In 2003, Michael Graves had returned home from a business trip to Germany and Switzerland. He wasn’t feeling well and told colleagues at his architectural firm that he was leaving early to rest.

By the next morning, Graves, one of the most prominent U.S. architects and designers, was fighting for his life against a mysterious virus.

It was not until two years later, after treatment in eight hospitals and four rehab centers, that Graves finally got back to work — paralyzed from the chest down.

This story is not about the virus or his rehab, but about what Graves has done with the rest of his life: design hospitals and rehab centers for people like himself, for wounded soldiers and for others facing physical challenges. Most of what exists now, he says, is just too depressing to even die in.

“I believe well-designed places and objects can actually improve healing, while poor design can inhibit it,” said Graves, 80. Designers, he said, must understand the physical implications of not being well: “This became very real to me after my illness, so since then I’ve asked my design team to spend a week in a wheelchair.”

Until he got sick, Graves was a “rock star,” as one of his employees puts it, best known as the designer of such buildings as the municipal center in Portland, Ore. — hailed as the first postmodern building in America — as well as some of the playful, entertaining Disney hotels and the Spanish Mission-inspired library in San Juan Capistrano, Calif.

When the Washington Monument needed a major renovation in 1998, the National Park Service hired him to design the illuminated scaffolding around it.

Graves also brought his style to consumers.

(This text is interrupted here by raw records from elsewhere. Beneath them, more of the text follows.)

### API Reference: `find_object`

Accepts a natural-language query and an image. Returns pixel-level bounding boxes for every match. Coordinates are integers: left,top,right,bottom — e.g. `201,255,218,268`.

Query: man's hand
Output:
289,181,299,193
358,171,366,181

He created the iconic angular stainless steel Alessi teakettle, which has been Alessi’s top-selling product every year since its debut in 1985, and for more than a dozen years he designed a line of household products for Target (a role that he now plays for JC Penney).

Graves was designing a building for St. Coletta of Greater Washington, a school for children and adults with cognitive and physical disabilities, when he contracted the virus that changed his life. For nearly three years he vanished into the world of his own medical problems, and only returned to the St. Coletta project in 2006, for its opening.

“It was the first project opening that I attended in my wheelchair,” Graves said. Before his illness, he said, he knew intuitively and from the staff what kind of design was needed to make life for handicapped individuals easier, but after his illness, it really hit home. Many students at the opening were also in wheelchairs, and one of them told the architect how grateful he was to have a school designed to work for him. “That,” Graves said, “reconfirmed my mission to improve health-care experiences with great design.”

In 2010, Graves was asked by Clark Realty Capital, a construction and rental firm, to come up with a prototype for a single-family home that a wounded soldier could live in with his family while continuing on active duty at Fort Belvoir in Virginia. He had redesigned his own home in Princeton, N.J., and knew what was required for someone dealing with disabilities.

The project brought to Graves’ attention the number of wounded soldiers who choose to remain on active duty and attuned him to the broader needs of an aging but still active generation of baby boomers.

He said, “With the improvements in battlefield medicine, combined with an aging U.S. population that wants to ‘age in place,’ a focus on accessibility and home health care is vital to our nation’s future.”